Sunday, 21 April 2013

Chocolate Orange trifle


You will need:
600ml Double Cream
1x Terry’s Chocolate Orange
48x Jaffa Cakes – in this case 2 packets
2x Packets of Angel Delight Chocolate flavour
600ml of milk
Cointreau – Optional
1 x Tin of Carnation Caramel (397g)


Say goodbye to the childhood memories of custard and jelly and welcome to the modern glamorous boozy chocolate goo. These ingredients amounts are just a guide the exact quantities you will need of each will vary depending on the size of your serving bowl.

Method

1)      Make the Angel Delight as per packet instructions and place to one side to start to set.

2)      Whip up the double cream and place to one side. From this point on it is mostly an assembly job!

3)      Line the bottom of your dish with Jaffa Cakes, chocolate side down and pour over enough Cointreau to soak the sponge side but not leave it swimming.

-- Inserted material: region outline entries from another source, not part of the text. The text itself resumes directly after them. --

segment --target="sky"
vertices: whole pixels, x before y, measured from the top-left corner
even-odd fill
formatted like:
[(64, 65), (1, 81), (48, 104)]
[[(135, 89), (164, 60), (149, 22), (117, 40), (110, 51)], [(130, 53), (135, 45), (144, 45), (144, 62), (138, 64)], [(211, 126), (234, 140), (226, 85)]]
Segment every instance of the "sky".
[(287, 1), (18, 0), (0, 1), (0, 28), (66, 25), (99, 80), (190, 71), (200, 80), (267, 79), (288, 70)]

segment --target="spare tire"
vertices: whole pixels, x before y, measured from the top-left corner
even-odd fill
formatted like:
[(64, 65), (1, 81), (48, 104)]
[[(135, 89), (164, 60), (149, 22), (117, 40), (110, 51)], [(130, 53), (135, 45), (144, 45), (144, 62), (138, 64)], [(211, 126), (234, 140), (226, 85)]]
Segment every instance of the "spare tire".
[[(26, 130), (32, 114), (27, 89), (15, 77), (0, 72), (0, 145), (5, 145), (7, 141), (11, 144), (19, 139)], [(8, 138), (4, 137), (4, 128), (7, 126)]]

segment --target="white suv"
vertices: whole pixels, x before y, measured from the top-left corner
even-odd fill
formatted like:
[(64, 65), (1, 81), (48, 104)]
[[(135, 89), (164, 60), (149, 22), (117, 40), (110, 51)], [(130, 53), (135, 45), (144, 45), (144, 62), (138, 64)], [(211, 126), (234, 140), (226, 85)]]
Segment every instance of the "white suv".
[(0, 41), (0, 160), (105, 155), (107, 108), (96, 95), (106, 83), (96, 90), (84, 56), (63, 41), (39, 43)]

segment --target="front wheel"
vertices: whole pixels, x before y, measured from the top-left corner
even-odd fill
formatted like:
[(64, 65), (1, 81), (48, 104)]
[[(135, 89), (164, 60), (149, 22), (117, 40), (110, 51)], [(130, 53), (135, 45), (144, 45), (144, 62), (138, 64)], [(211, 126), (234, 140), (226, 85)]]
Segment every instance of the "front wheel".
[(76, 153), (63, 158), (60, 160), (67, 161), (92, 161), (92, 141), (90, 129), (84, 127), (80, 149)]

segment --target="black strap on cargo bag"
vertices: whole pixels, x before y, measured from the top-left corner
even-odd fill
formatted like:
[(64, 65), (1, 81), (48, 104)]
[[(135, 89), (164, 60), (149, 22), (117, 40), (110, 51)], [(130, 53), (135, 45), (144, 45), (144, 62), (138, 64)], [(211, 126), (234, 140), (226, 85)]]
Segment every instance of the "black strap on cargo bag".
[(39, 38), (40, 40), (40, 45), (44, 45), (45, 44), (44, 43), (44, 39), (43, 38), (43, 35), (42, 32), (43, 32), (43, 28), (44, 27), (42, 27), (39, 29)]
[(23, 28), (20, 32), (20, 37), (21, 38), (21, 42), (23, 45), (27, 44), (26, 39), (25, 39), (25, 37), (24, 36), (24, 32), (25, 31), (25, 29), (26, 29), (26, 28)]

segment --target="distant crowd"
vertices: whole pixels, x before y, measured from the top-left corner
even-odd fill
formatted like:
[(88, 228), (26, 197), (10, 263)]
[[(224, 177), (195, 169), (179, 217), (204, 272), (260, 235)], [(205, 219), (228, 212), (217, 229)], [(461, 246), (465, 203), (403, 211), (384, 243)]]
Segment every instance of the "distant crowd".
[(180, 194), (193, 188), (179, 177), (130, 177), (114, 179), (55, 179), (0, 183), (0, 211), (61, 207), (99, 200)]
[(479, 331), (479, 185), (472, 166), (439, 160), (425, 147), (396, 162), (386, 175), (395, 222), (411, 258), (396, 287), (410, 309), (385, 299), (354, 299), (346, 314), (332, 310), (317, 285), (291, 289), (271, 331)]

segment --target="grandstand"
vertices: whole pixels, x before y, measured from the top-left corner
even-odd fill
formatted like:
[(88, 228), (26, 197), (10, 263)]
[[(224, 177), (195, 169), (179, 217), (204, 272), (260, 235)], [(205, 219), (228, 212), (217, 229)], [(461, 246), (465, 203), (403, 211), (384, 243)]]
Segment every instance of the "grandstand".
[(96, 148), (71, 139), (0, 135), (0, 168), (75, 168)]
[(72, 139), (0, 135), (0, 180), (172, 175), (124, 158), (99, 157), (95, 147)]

If you want to make without the booze just replace with orange juice.

4)      Now pour the tin of caramel over the top and smooth until it’s roughly flat.

5)      Add another layer of Jaffa Cakes and Cointreau.

6)      Spoon your premade Angel Delight.

7)      Add a final layer of Jaffa Cakes.

8)      Top with the whipped cream and a chocolate orange, either in slices or crushed into chunks.